In her 2004 cookbook Feast, celebrating the recipes and gatherings of life, Nigella Lawson describes how the Jewish New Year honors both the future as well as the richness of the past. The holiday table is full of meaning: The harvest of sweet fruits offer a taste of what’s to come, and golden challah, the roundness of time and future fullness.
"The important thing is that these foods, all the foods served, mean something,” she writes. "Even if many of those eating them have no real interest in their meaning: the custom is what matters.”
Curious to know what our own team makes to celebrate the sweet new year, we asked for their favorite Rosh Hashanah dishes, the foods they wait around all year for—to celebrate life and all the things that matter.
Sarah Yaffa, Data Analyst
This year, I'll be making the challah, both plain and raisin, as well as apple pie. Raisins and apples are both big on Rosh Hashanah because they bring in a sweet new year. I’m also looking forward to my mom making my safta's (grandmother’s) cholent, but we use chicken, not beef.

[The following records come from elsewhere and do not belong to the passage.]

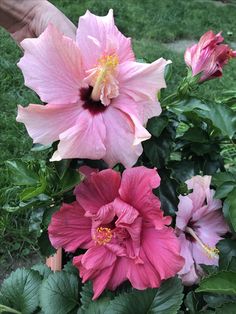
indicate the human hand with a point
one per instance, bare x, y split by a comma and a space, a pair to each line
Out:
29, 18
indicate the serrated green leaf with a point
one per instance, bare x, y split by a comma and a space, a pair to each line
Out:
156, 125
223, 282
227, 308
86, 295
223, 190
167, 193
20, 290
222, 177
191, 303
46, 249
42, 269
222, 117
70, 179
216, 300
39, 147
71, 269
98, 307
165, 300
231, 202
59, 293
195, 135
227, 248
21, 174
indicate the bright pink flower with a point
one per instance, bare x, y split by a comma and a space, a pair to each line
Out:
120, 223
98, 97
208, 56
199, 226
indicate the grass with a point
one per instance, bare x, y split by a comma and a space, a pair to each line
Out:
152, 24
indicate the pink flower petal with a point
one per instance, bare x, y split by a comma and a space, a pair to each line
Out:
136, 189
185, 209
70, 229
120, 136
98, 258
162, 249
201, 189
97, 36
85, 139
45, 123
128, 106
192, 277
143, 276
52, 66
186, 253
98, 190
142, 81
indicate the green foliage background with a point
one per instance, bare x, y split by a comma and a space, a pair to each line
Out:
153, 25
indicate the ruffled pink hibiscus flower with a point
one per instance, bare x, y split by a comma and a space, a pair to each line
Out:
199, 226
98, 97
208, 56
120, 223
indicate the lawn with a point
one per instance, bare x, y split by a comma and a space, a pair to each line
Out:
153, 25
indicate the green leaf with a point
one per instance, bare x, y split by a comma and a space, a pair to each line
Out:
167, 193
224, 189
196, 135
20, 290
222, 282
222, 177
47, 215
70, 179
42, 269
71, 269
227, 308
182, 170
165, 300
156, 125
99, 306
216, 300
222, 117
39, 147
86, 295
46, 249
191, 303
231, 202
33, 191
21, 174
59, 293
227, 248
36, 220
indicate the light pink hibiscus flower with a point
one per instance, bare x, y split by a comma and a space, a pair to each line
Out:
199, 226
208, 56
120, 223
98, 97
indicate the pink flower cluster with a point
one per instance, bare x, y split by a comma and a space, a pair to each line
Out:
199, 226
120, 223
99, 98
208, 56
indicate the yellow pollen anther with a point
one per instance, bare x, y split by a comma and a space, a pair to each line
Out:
211, 252
103, 235
106, 67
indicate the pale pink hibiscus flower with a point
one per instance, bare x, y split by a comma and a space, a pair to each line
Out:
208, 56
99, 99
120, 223
199, 226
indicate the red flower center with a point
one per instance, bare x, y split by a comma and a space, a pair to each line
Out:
93, 106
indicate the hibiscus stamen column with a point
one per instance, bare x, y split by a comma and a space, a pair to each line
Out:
211, 251
104, 78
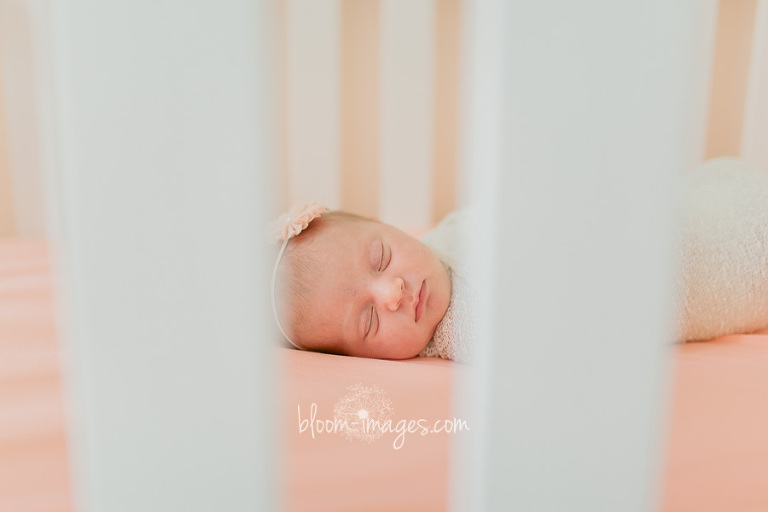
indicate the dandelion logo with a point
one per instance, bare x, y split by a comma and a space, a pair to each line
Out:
364, 412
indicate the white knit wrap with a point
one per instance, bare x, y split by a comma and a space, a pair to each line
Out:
723, 287
456, 335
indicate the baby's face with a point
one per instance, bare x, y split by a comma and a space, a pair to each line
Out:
381, 293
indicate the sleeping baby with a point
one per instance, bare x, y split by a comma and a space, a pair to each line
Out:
352, 285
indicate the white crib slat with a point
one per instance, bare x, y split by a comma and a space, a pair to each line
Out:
164, 150
407, 46
754, 141
578, 127
312, 48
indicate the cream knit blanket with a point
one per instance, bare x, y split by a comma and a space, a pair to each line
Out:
722, 276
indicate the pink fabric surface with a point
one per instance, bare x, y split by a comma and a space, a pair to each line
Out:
717, 441
717, 445
33, 458
332, 472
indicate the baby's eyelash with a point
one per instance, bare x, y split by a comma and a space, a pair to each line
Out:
370, 323
381, 257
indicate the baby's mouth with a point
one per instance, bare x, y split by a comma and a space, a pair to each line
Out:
421, 303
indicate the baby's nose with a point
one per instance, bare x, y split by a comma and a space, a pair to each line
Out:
390, 292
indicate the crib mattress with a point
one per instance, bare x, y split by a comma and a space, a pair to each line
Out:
716, 442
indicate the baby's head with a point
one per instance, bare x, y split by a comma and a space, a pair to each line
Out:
355, 286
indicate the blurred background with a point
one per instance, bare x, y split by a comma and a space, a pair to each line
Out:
369, 106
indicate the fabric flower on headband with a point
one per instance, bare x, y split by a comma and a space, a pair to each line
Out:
295, 221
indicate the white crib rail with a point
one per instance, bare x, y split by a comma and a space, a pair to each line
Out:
580, 115
164, 149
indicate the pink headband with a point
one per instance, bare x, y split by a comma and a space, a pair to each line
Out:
287, 226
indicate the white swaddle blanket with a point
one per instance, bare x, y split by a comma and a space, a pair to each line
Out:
456, 334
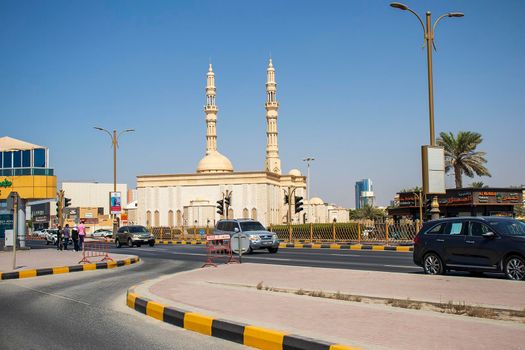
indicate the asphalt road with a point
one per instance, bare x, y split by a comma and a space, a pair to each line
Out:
88, 310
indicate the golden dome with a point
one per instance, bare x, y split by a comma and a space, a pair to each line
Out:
215, 163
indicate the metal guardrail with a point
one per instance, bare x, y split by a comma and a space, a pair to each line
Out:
354, 232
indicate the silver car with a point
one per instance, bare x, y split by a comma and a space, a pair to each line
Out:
260, 237
134, 235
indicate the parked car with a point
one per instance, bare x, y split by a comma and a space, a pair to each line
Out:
260, 238
134, 235
476, 244
51, 236
105, 233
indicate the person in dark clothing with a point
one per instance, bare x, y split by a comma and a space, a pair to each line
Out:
74, 237
67, 233
59, 238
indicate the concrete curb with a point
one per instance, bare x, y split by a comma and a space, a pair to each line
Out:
66, 269
314, 246
257, 337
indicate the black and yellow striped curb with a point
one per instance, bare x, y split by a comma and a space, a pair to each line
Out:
314, 246
347, 246
257, 337
66, 269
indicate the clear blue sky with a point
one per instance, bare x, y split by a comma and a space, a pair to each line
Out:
351, 83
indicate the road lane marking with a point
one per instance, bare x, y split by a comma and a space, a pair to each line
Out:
52, 294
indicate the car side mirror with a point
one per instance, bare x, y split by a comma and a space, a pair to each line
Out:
489, 235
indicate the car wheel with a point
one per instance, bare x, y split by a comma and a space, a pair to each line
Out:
515, 268
433, 265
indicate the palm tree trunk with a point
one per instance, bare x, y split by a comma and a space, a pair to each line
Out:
457, 176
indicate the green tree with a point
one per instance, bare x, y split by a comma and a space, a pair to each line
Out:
461, 155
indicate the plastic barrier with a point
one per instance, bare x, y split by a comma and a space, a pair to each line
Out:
218, 245
95, 248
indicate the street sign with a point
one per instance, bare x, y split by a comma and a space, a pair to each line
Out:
240, 239
13, 196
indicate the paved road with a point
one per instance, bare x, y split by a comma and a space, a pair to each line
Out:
88, 310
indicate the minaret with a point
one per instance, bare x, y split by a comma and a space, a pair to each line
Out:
211, 113
213, 161
272, 163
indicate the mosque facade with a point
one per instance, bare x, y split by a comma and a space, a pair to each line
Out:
176, 200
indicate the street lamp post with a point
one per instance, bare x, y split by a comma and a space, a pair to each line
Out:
308, 160
428, 31
114, 141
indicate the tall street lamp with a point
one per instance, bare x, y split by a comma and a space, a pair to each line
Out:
308, 160
114, 141
428, 30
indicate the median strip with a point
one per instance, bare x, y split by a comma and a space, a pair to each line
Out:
67, 269
340, 246
257, 337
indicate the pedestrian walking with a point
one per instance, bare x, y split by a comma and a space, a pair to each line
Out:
59, 238
74, 237
67, 233
81, 234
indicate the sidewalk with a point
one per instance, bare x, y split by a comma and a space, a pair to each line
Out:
46, 258
230, 292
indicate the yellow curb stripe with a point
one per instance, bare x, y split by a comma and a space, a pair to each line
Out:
155, 310
262, 338
59, 270
131, 300
89, 267
342, 347
403, 249
27, 273
198, 323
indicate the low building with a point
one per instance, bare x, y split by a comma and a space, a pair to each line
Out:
462, 202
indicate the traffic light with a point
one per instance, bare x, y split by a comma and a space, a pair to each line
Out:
428, 207
220, 207
298, 204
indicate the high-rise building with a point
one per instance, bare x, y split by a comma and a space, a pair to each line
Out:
364, 193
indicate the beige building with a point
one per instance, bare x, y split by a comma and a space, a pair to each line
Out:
191, 199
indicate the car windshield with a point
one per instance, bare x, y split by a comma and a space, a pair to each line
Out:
252, 226
509, 227
138, 229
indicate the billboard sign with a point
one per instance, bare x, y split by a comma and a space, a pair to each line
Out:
115, 203
433, 159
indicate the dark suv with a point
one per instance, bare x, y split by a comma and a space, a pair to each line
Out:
260, 237
476, 244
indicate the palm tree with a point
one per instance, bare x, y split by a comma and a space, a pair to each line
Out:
461, 155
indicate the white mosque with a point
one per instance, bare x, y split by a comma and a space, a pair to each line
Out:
191, 199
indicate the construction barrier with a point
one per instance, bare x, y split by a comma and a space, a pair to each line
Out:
95, 248
218, 245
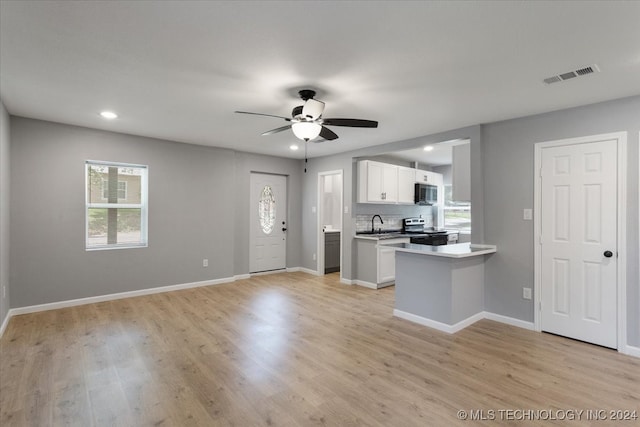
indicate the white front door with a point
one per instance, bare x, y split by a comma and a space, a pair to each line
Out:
268, 216
578, 241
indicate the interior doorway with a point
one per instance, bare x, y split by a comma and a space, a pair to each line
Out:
580, 286
330, 208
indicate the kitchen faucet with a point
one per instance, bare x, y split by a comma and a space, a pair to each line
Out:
373, 230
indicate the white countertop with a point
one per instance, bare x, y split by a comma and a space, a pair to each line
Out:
381, 236
458, 250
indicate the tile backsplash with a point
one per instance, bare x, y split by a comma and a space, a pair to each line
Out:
391, 222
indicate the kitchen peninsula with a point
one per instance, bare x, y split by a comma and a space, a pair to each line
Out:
440, 286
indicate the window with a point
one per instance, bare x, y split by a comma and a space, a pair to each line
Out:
122, 189
116, 205
457, 215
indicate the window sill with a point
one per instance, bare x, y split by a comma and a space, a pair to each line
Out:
112, 247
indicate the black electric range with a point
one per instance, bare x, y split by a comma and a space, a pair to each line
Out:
421, 236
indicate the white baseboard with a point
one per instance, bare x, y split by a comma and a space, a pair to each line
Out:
509, 320
451, 329
630, 350
303, 270
443, 327
365, 284
5, 322
116, 296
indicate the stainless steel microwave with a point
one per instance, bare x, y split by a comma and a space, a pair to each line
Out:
426, 194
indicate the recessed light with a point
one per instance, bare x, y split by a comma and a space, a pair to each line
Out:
109, 115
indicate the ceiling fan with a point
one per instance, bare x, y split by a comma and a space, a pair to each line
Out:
307, 122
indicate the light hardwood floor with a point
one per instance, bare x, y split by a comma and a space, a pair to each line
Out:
293, 350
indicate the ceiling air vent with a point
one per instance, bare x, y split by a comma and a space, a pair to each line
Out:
572, 74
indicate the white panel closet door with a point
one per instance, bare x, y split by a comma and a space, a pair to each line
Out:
578, 230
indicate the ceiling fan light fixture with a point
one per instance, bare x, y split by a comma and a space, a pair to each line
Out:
109, 115
306, 130
312, 109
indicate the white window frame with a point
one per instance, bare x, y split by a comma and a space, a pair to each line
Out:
143, 206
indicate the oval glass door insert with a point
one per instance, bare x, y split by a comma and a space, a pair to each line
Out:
267, 210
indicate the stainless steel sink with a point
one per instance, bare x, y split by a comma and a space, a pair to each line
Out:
382, 236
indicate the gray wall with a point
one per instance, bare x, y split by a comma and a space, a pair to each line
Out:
4, 212
198, 208
508, 157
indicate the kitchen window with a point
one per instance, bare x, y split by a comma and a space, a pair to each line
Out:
457, 215
115, 205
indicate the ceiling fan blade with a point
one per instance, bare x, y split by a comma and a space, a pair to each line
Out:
354, 123
262, 114
276, 130
327, 134
312, 109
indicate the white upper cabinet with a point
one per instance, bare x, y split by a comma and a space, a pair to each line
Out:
406, 185
384, 183
460, 173
428, 177
377, 182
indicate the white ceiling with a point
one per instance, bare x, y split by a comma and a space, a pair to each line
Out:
179, 70
440, 154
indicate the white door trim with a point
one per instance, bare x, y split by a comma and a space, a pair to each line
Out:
320, 234
621, 138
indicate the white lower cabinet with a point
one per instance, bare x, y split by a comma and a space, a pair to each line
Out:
386, 265
375, 264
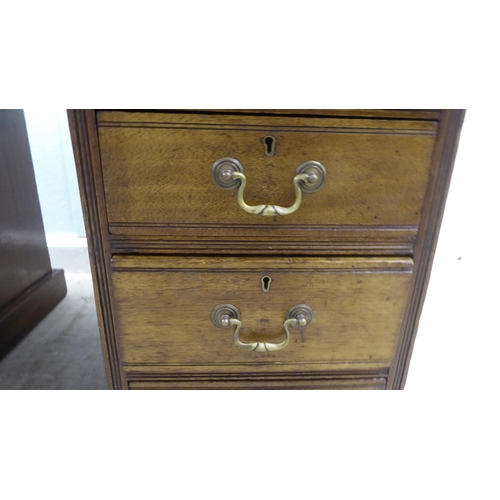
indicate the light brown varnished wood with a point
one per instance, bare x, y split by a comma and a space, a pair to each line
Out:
122, 266
437, 189
270, 383
157, 175
163, 309
29, 287
85, 145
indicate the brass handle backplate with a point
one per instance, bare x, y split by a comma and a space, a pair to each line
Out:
227, 173
227, 316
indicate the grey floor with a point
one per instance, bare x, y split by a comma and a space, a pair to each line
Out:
63, 351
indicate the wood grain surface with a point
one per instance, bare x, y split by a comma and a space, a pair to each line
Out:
163, 309
167, 245
157, 172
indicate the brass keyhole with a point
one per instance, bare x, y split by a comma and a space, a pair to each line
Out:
266, 283
269, 145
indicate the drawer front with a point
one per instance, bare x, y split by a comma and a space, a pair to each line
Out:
291, 383
157, 173
163, 309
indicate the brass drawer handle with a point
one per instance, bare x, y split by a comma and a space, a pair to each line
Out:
227, 173
227, 316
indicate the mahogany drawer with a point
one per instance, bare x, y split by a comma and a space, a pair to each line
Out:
276, 383
157, 178
179, 264
164, 307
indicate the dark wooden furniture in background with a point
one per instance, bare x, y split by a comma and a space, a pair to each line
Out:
29, 287
168, 246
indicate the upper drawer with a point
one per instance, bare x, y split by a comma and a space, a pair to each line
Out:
157, 173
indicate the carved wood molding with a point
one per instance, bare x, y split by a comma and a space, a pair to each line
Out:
437, 189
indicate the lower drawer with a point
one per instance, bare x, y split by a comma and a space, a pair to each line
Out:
165, 311
335, 384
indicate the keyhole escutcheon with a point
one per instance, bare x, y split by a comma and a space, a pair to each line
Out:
269, 145
266, 283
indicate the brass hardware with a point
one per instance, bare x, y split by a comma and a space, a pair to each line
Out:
227, 315
227, 173
266, 283
269, 145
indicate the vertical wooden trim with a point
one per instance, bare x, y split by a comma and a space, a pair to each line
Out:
437, 190
85, 145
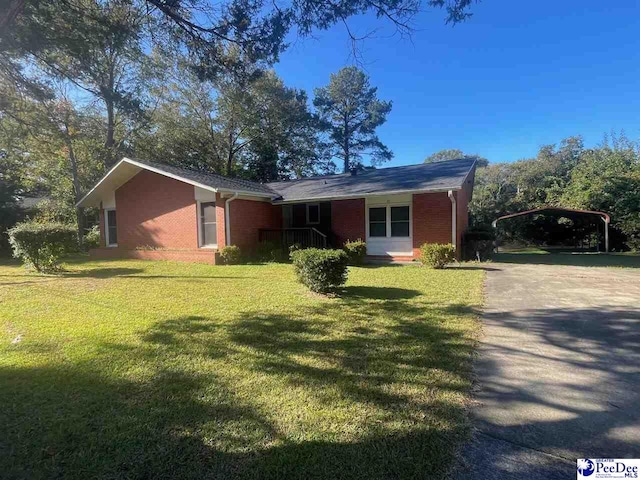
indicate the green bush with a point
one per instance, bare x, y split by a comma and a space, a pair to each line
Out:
437, 255
230, 255
320, 270
356, 251
42, 245
92, 238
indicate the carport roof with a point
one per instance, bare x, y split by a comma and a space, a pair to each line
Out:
555, 210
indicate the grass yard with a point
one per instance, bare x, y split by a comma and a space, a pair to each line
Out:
157, 370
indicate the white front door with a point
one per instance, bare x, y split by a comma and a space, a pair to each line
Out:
389, 225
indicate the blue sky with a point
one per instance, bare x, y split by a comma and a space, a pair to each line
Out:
517, 75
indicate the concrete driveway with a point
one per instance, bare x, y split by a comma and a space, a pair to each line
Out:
558, 372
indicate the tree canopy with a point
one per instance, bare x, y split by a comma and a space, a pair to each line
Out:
604, 178
454, 154
350, 111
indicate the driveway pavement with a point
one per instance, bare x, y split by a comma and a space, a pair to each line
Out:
558, 372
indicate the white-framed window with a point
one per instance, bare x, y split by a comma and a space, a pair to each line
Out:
377, 221
110, 227
399, 219
390, 221
313, 213
208, 229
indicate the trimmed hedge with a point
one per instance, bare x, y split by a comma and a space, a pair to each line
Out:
92, 238
42, 245
231, 255
437, 255
320, 270
356, 251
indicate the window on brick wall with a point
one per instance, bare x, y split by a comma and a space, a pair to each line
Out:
208, 227
313, 213
400, 221
112, 229
378, 222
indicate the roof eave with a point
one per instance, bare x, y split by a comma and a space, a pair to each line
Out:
170, 175
370, 194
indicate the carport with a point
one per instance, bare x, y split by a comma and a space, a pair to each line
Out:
570, 213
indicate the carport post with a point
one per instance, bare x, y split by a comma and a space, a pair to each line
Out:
606, 234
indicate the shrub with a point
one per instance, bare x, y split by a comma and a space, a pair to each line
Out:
437, 255
42, 245
92, 238
270, 252
356, 251
477, 244
230, 255
320, 270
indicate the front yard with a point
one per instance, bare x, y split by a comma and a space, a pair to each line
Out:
156, 370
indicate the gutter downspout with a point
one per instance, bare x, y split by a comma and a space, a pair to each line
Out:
454, 239
227, 218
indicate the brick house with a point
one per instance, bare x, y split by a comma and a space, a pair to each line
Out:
155, 211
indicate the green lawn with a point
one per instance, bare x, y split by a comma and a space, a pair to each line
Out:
159, 370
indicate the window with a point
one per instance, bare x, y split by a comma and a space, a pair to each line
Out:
112, 228
378, 222
400, 221
390, 221
208, 227
313, 213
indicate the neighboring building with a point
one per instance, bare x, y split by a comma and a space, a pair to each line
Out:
155, 211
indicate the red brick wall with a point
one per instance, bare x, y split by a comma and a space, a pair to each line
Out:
157, 211
247, 217
431, 219
220, 225
101, 227
347, 220
463, 198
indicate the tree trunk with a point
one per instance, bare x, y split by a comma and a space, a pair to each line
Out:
73, 163
345, 147
230, 154
110, 139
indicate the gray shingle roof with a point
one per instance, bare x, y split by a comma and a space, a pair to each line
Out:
212, 179
423, 177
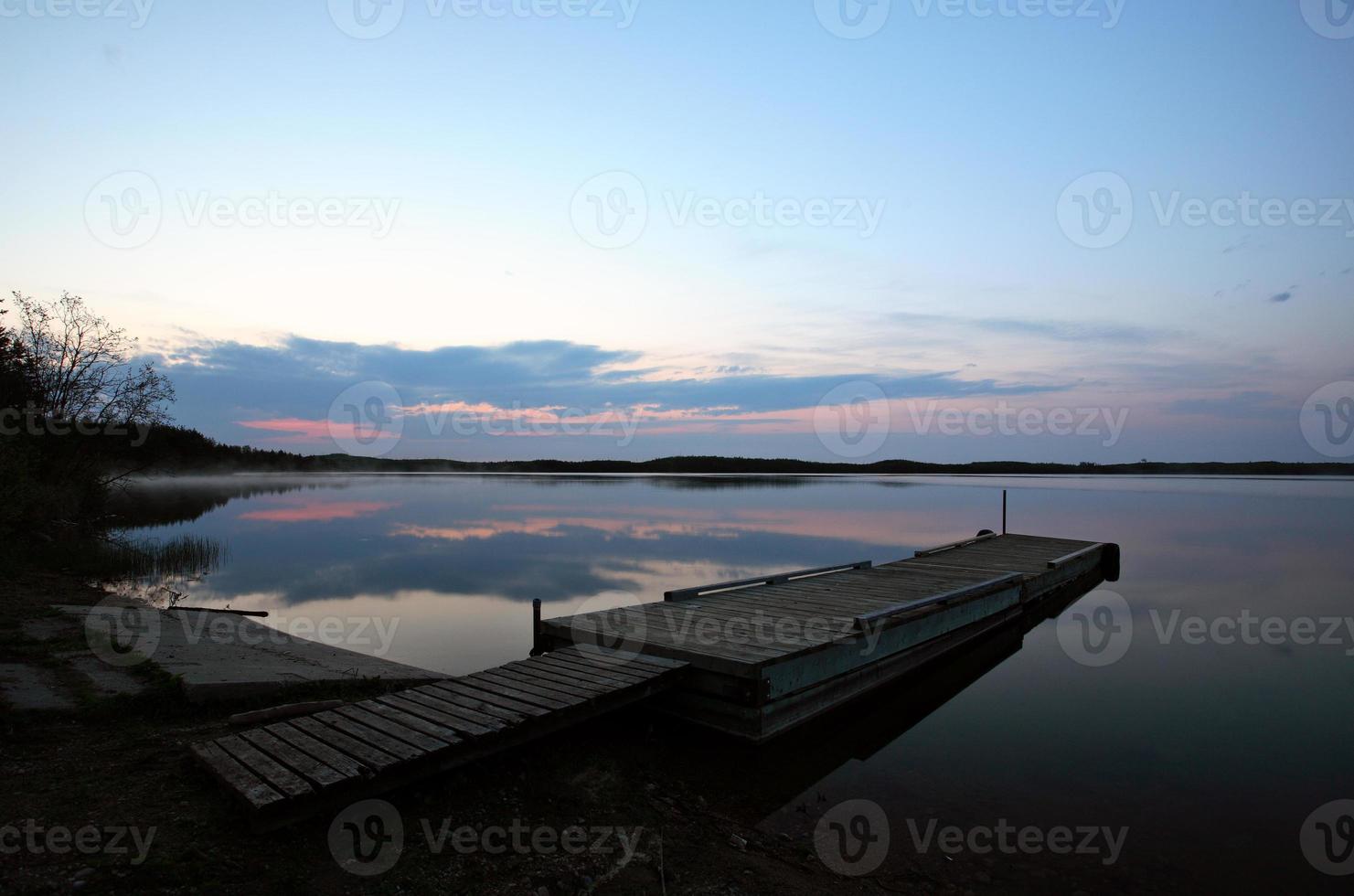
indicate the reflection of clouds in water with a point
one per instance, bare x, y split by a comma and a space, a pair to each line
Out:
318, 510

Ella Quittner, Food Writer & Recipe Developer
I love the round challah, as well as the traditional apples and honey. But my favorite dish for every Jewish holiday—including Rosh Hashanah but not limited to it—is really good brisket.
Karen Levi, Business Operations Director & Executive Assistant
We always have the classics at the table, including apple cake, quince paste, challah with apples or raisins, honey. But I also make a seared Branzino that's served over mandolin-sliced kohlorabi and dressed in olive oil, lemon, parsley, and sea salt with an abundant amount of pomegranate seeds mixed in.
We also bake fresh challah and while it's still warm place a thick slice of halva between too slices. The warmth melts the halvah a bit and it's delicious. Although, maybe not for everyone! I was raised on it, but I know my husband thinks halvah is the worst thing he's ever tried.
Emma Laperruque, Food Writer & Recipe Developer
My dream Rosh Hashanah means: brisket, matzo ball soup, and honey cake. This year, though, I can’t stop thinking about a recipe I developed with another holiday, Hanukkah, in mind: parsnip latkes with apple chutney. The chutney would be a perfect addition to a cheese plate. Or a grilled cheese sandwich!
Are you celebrating Rosh Hashanah? What's on your menu?